Set this under routing_hints:

"routing_hints": {
  "chain_routing": "sticky"
}

sticky: preserve continuation consistency.
mixed: allow per-step re-routing (disables sticky continuation behavior).

3) Planning mode

You can steer planning style with xantly.planning_mode:

"xantly": {
  "planning_mode": "planact"
}

Accepted values:

preact
planact

If omitted, tenant defaults and heuristics are used.

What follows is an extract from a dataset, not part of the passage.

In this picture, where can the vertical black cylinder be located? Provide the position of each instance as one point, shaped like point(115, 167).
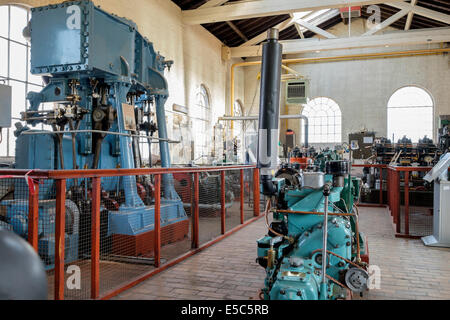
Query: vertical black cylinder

4) Memory, cache, and conversation continuity

Persistent conversation scope

"xantly": {
  "conversation_id": "acct-42-onboarding",
  "enable_memory": true,
  "enable_cache": true
}

conversation_id scopes continuity.
enable_memory controls L1/L2 persistence for this request path.
enable_cache controls cache eligibility for this request.

Defaults:

enable_memory: true
enable_cache: true

5) Reliability and output verification

Reliability level

"xantly": {
  "reliability_level": "high"
}

Supported values:

standard
high
critical

Verification strategy override

"xantly": {
  "output_verification": "schema"
}

Supported values:

none
native
schema
cross_model

If omitted, strategy is auto-selected from request and tenant settings.

6) Voice workflows

Voice behavior can be signaled with xantly.voice_mode (commonly "true" for voice path handling):

"xantly": {
  "voice_mode": "true"
}

For streaming voice requests, responses are returned as SSE chat.completion.chunk events.

7) End-to-end examples

Autonomous multi-step workflow with guardrails

{
  "model": "auto",
  "messages": [
    {"role": "system", "content": "You are an ops agent. Execute safely and report results."},
    {"role": "user", "content": "Create a remediation plan for recurring API timeouts and include milestones."}
  ],
  "routing_hints": {
    "mode": "balanced",
    "chain_routing": "mixed",
    "task_complexity": "complex"
  },
  "xantly": {
    "workflow_type": "long_horizon_autonomous",
    "max_chain_steps": 8,
    "chain_timeout_secs": 120,
    "reliability_level": "high",
    "output_verification": "cross_model",
    "conversation_id": "incident-2026-03-09",
    "enable_memory": true,
    "enable_cache": true
  }
}

Structured tool workflow (execution task)

{
  "model": "auto",
  "messages": [
    {"role": "user", "content": "Extract the top 5 action items from this incident transcript."}
  ],
  "tools": [
    {
      "type": "function",
      "function": {
        "name": "fetch_incident_transcript",
        "parameters": {
          "type": "object",
          "properties": {"incident_id": {"type": "string"}},
          "required": ["incident_id"]
        }
      }
    }
  ],
  "response_format": {"type": "json_object"},
  "xantly": {
    "workflow_type": "execution_task",
    "output_verification": "schema"
  }
}

8) Edge cases to plan for

xantly.max_chain_steps and xantly.chain_timeout_secs are conditional (long-horizon only).
xantly.chain_id should be UUID-formatted; invalid values are ignored for chain classification.
Some orchestration fields are currently accepted but reserved (cache_ttl_secs, compress_context, enable_tool_reranking, xantly.chain_routing).
For chain routing behavior today, prefer routing_hints.chain_routing over xantly.chain_routing.